Facts and figures from Michael F. McElroy’s “The Economics (and Nostalgia) of Dead Malls,” New York Times, Jan. 3, 2015:
- Since 2010, more than two dozen enclosed shopping malls have been closed, and an additional 60 are on the brink, according to Green Street Advisors that tracks the mall industry.
- Almost one-fifth of America’s enclosed malls have vacancy rates of 10% or greater, considered troubling by real estate experts. Nearly 15% are 10 to 40% vacant, up from 5% in 2006.
- 3.4% of malls are considered to be dying — with 40% vacancies or higher. That is up from less than 1% in 2006.
- About 80% of the country’s 1,200 malls are considered healthy, reporting vacancy rates of 10% or less. But that compares with 94% in 2006.
- U.S. malls are bifurcating: With income inequality continuing to widen, high-end malls are thriving, even as stolid retail chains like Sears, Kmart and J. C. Penney falter, taking the middle- and working-class malls they anchored with them. Green Street senior analyst D. J. Busch: Americans will keep going to malls “aimed at the top 5% or 10% of consumers. But there’s been very little income growth in the belly of the economy.”
Causes of the death of malls:
- It’s not the Internet: Online shopping is only a small reason for dying malls, experts say. Less than 10% of retail sales take place online, and those sales tend to hit big-box stores harder, rather than the fashion chains and other specialty retailers in enclosed malls.
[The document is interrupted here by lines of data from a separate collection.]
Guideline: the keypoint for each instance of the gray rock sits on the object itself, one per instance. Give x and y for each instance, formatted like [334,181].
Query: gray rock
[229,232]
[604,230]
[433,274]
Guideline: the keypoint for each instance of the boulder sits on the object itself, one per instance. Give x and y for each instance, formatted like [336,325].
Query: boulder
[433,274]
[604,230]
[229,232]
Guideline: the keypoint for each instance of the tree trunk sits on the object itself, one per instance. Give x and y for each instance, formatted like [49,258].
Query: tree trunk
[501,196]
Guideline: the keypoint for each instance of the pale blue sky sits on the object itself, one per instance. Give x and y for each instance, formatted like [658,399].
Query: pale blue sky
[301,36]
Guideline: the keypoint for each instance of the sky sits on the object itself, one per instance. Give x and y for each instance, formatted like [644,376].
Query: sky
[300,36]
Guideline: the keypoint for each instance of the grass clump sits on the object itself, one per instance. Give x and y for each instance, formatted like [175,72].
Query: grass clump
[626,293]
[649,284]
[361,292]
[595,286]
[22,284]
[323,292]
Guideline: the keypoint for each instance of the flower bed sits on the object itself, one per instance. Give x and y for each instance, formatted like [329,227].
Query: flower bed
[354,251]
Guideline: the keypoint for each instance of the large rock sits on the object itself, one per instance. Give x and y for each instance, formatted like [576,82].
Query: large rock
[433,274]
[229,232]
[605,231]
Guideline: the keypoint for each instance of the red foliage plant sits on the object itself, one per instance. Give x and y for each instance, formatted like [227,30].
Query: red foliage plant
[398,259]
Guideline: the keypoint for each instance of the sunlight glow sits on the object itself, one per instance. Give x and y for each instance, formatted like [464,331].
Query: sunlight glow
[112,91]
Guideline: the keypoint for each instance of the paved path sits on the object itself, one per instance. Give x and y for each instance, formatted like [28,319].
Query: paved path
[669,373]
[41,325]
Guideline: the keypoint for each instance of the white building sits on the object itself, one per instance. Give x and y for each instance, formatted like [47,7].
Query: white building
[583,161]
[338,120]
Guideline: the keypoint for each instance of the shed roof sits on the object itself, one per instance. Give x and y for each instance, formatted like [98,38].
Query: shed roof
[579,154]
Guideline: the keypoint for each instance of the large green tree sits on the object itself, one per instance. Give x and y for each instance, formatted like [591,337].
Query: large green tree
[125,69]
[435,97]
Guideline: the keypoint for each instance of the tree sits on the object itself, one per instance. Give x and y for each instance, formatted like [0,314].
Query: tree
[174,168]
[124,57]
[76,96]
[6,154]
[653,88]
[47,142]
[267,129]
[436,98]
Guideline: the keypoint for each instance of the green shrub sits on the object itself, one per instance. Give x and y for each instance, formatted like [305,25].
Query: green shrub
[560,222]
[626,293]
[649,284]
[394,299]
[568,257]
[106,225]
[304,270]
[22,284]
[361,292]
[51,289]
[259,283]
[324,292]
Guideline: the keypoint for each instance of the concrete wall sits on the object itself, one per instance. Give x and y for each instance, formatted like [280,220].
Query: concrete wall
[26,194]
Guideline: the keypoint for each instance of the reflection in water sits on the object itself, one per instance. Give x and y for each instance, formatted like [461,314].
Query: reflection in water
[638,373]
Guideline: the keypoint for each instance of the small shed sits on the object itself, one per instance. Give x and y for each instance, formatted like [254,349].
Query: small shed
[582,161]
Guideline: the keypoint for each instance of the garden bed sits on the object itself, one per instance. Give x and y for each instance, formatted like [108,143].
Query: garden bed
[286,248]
- The fundamental problem for malls is a glut of stores in many parts of the country, the result of a long boom in building retail space of all kinds. “We are extremely over-retailed,” said Christopher Zahas, a real estate economist and urban planner in Portland, Ore. “Filling a million square feet is a tall order.”
- “I have no doubt some malls will survive, but major segments of our society have gotten sick of them,” said Mark Hinshaw, a Seattle architect, urban planner and author.